Tutte le regioni meridionali sono collocate in posizioni gravemente svantaggiate rispetto alle altre europee, con Puglia, Calabria,
Campania e Sicilia nelle ultime quattro posizioni, con valori del tasso di occupazione intorno al 30%, di circa 35 punti inferiori alla
media europea e sensibilmente distanti da quelle del Centro-Nord.

L'andamento dell'occupazione femminile meridionale ha subito un duro contraccolpo durante gli anni della crisi: in particolare tra il 2008 e il 2014 le giovani donne del Sud, tra 15 e 34 anni, hanno perso oltre 194 mila posti di lavoro. Negli anni immediatamente successivi alla recessione, tra il 2014 e il 2017, ne hanno recuperato appena 6 mila. La ripresa, quindi, ha giovato solo alle donne dai 50 anni in su, le quali peraltro già durante la crisi non avevano perduto sostanzialmente occupazione, che si era però trasformata da rapporti a tempo pieno in part time, in gran parte involontario.

La scarsa partecipazione femminile è connessa all'incapacità delle politiche italiane di welfare e del lavoro di conciliare la vita lavorativa a quella familiare, causando anche incertezza economica e una modifica dei comportamenti sociali, tra cui la riduzione del tasso di fertilità delle italiane. Nell'ultimo decennio le donne meridionali sono passate dai tassi di fertilità molto più elevati rispetto a quelle del Centro-Nord a tassi di fertilità sensibilmente più bassi: 1,3 figli per donna al Sud rispetto a 1,4 nelle regioni centrali e settentrionali.

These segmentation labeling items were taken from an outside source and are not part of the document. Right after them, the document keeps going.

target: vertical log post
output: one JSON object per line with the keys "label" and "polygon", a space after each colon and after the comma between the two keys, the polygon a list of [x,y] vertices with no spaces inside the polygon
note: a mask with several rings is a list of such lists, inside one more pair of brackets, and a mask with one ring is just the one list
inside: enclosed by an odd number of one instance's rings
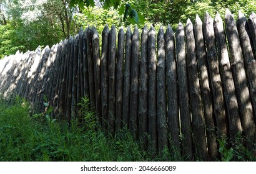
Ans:
{"label": "vertical log post", "polygon": [[109,32],[109,131],[115,131],[116,31],[113,25]]}
{"label": "vertical log post", "polygon": [[185,36],[194,147],[195,152],[198,155],[199,158],[203,161],[207,161],[208,154],[204,127],[205,122],[198,74],[195,37],[193,33],[193,24],[189,18],[187,20],[185,27]]}
{"label": "vertical log post", "polygon": [[250,44],[248,34],[248,22],[246,17],[239,11],[237,27],[239,32],[240,40],[245,63],[246,72],[249,83],[250,96],[252,101],[252,108],[254,110],[254,121],[256,121],[256,60],[254,57],[254,47]]}
{"label": "vertical log post", "polygon": [[166,107],[166,62],[165,52],[164,32],[162,26],[157,34],[157,109],[159,154],[168,147],[168,127]]}
{"label": "vertical log post", "polygon": [[106,25],[102,33],[102,49],[101,59],[101,115],[102,117],[102,126],[103,130],[107,129],[108,117],[108,56],[109,56],[109,29]]}
{"label": "vertical log post", "polygon": [[[231,68],[237,95],[242,127],[245,137],[247,139],[255,137],[255,125],[247,86],[245,70],[244,69],[242,48],[235,19],[229,10],[227,9],[225,22],[229,45],[230,51]],[[252,144],[245,142],[245,146],[252,149]]]}
{"label": "vertical log post", "polygon": [[141,33],[140,40],[140,63],[139,87],[139,137],[143,145],[144,150],[147,149],[147,134],[148,132],[148,56],[147,56],[147,33],[145,25]]}
{"label": "vertical log post", "polygon": [[130,119],[130,62],[132,56],[132,32],[129,27],[126,33],[125,52],[122,121],[124,126],[129,129],[129,120]]}
{"label": "vertical log post", "polygon": [[193,158],[193,142],[187,83],[185,32],[184,27],[180,22],[177,29],[175,37],[182,152],[183,155],[186,157],[188,160],[192,160]]}
{"label": "vertical log post", "polygon": [[116,132],[122,128],[122,89],[124,85],[124,31],[122,27],[118,32],[116,82]]}
{"label": "vertical log post", "polygon": [[94,68],[95,106],[97,116],[101,122],[101,55],[99,35],[94,26],[92,29],[92,46]]}
{"label": "vertical log post", "polygon": [[157,149],[157,55],[155,30],[151,25],[148,34],[149,52],[149,150],[156,155]]}
{"label": "vertical log post", "polygon": [[215,131],[212,96],[210,89],[209,75],[205,45],[203,36],[203,24],[197,15],[194,26],[194,34],[197,46],[197,62],[199,68],[201,95],[204,106],[204,114],[206,126],[208,155],[210,161],[214,161],[218,156],[216,134]]}
{"label": "vertical log post", "polygon": [[130,122],[129,129],[138,139],[139,34],[136,27],[132,34],[130,73]]}
{"label": "vertical log post", "polygon": [[229,119],[229,135],[233,146],[235,145],[235,134],[242,133],[241,122],[235,94],[235,85],[231,71],[229,58],[226,37],[225,36],[223,22],[219,13],[214,20],[214,30],[218,47],[219,57],[219,67],[220,75],[223,81],[224,93],[227,106],[227,114]]}
{"label": "vertical log post", "polygon": [[208,13],[205,14],[205,34],[207,48],[207,62],[210,77],[212,96],[214,98],[214,113],[217,128],[217,138],[225,138],[227,121],[225,114],[225,103],[222,81],[219,70],[218,55],[215,42],[214,21]]}
{"label": "vertical log post", "polygon": [[179,115],[177,65],[175,55],[174,33],[168,25],[165,35],[166,55],[166,79],[167,83],[168,129],[171,138],[170,146],[180,155]]}

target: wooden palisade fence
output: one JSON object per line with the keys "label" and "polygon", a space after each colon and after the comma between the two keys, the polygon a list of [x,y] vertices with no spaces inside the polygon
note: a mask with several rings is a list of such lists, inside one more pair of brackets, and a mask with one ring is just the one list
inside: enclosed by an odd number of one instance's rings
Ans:
{"label": "wooden palisade fence", "polygon": [[45,95],[67,121],[81,118],[87,95],[103,129],[127,126],[154,153],[174,146],[188,160],[216,160],[218,139],[232,146],[239,132],[256,136],[256,15],[240,12],[235,21],[227,10],[225,26],[207,13],[175,32],[145,26],[140,37],[137,28],[117,34],[106,25],[102,48],[89,27],[51,48],[1,60],[0,93],[24,97],[36,112]]}

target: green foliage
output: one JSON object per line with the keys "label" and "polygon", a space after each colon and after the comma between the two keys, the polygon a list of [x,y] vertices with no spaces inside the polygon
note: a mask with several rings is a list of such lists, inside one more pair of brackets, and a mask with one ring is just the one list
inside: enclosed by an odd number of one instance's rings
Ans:
{"label": "green foliage", "polygon": [[76,14],[75,19],[79,25],[84,28],[95,26],[99,34],[101,33],[106,24],[115,25],[119,27],[122,25],[122,17],[119,16],[117,10],[104,9],[97,7],[85,7],[82,13]]}
{"label": "green foliage", "polygon": [[[82,103],[85,109],[89,103]],[[112,137],[95,130],[95,122],[81,126],[76,120],[53,121],[47,114],[30,117],[28,103],[18,97],[11,103],[0,99],[0,161],[150,160],[126,130]]]}
{"label": "green foliage", "polygon": [[222,161],[230,162],[234,157],[234,149],[232,147],[230,147],[230,149],[227,148],[227,144],[225,141],[225,139],[218,139],[218,142],[220,145],[219,152],[220,153]]}

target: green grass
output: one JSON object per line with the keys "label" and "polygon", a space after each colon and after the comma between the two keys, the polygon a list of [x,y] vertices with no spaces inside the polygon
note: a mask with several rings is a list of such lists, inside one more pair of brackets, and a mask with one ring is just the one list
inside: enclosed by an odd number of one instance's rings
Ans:
{"label": "green grass", "polygon": [[[165,149],[160,157],[144,151],[125,128],[114,135],[103,132],[88,102],[83,98],[79,104],[84,118],[81,125],[76,120],[69,124],[54,119],[47,103],[46,113],[31,116],[24,99],[16,97],[6,101],[0,97],[0,162],[186,160],[173,147]],[[237,135],[233,148],[228,140],[218,140],[220,160],[256,161],[255,149],[248,150],[241,143],[244,140]]]}
{"label": "green grass", "polygon": [[49,112],[31,116],[28,103],[19,97],[8,102],[0,98],[0,161],[163,160],[142,150],[125,129],[114,135],[103,132],[96,127],[93,113],[83,112],[89,121],[69,125],[51,118]]}

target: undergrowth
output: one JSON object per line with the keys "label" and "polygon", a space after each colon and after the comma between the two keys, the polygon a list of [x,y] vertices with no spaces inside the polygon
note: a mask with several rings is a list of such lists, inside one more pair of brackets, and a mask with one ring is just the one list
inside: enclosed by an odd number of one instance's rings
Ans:
{"label": "undergrowth", "polygon": [[82,111],[87,121],[81,126],[56,121],[47,111],[31,116],[24,99],[0,98],[0,161],[162,160],[142,150],[126,129],[112,135],[96,127],[92,111]]}

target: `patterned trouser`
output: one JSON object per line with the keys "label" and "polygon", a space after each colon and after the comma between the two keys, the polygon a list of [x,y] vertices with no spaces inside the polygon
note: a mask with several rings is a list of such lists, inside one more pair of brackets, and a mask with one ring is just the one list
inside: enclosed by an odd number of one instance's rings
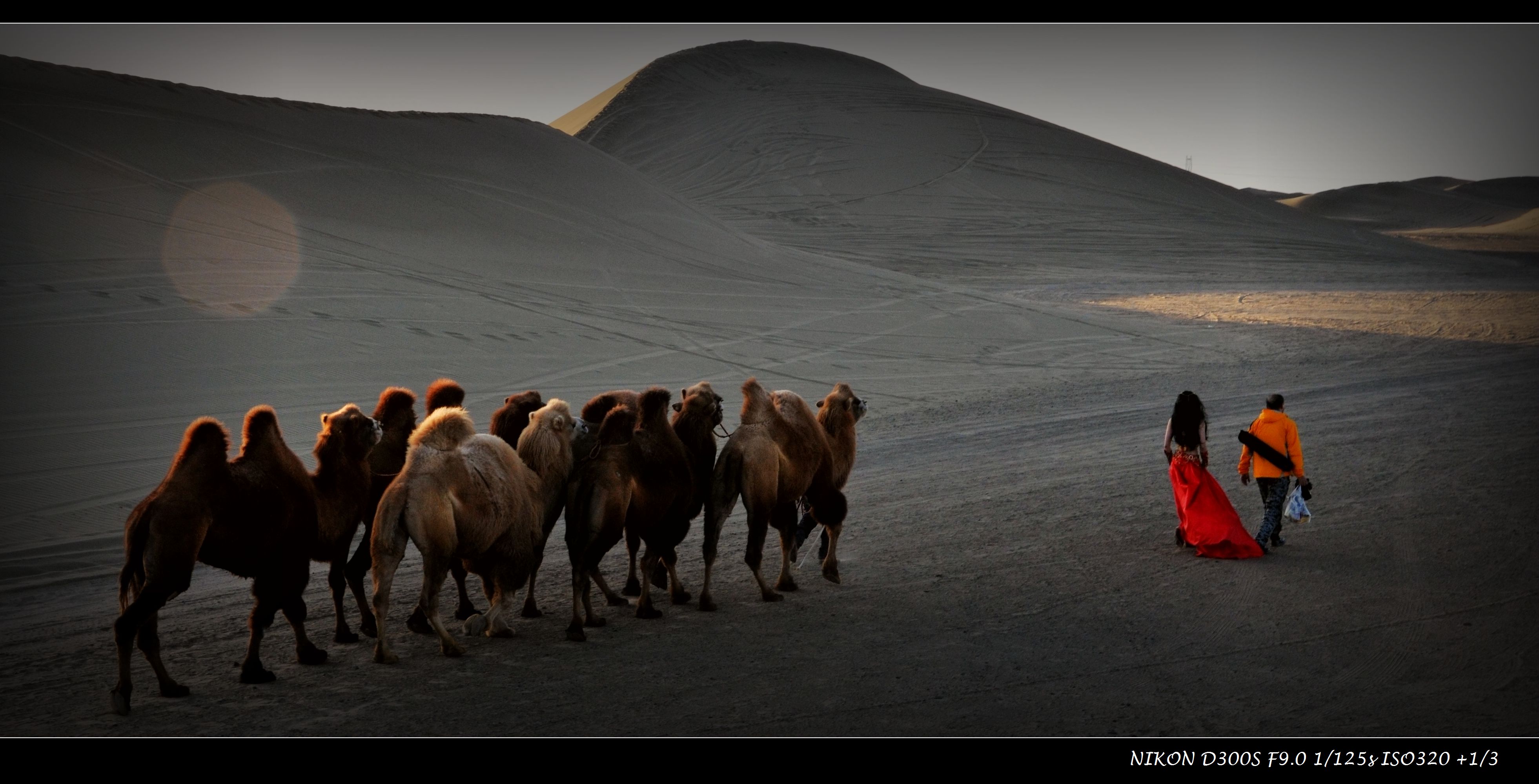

Ciò è anche una conseguenza di servizi per l'infanzia offerti dalla pubblica amministrazione alquanto carenti: nel Mezzogiorno solo un terzo dei Comuni offre degli asili nido che coprono appena il 4,6% dei bambini con età inferiore ai tre anni. Regioni come Calabria e Campania li offrono addirittura a meno del 3% dei bimbi.

La copertura di asili nido pubblici al Sud è, in base agli ultimi dati dell'Istat, è attorno al 4% rispetto a un 18% nel Centro-Nord. Per
quanto riguarda la cura degli anziani, altra mansione alla quale le donne sono il più volte costrette a sopperire alla carenza di servizi
adeguati, sempre in base ai dati Istat, la spesa pro capite per gli over 65 anni è al Centro-Nord di 119 euro in un anno e al Sud di 55 euro.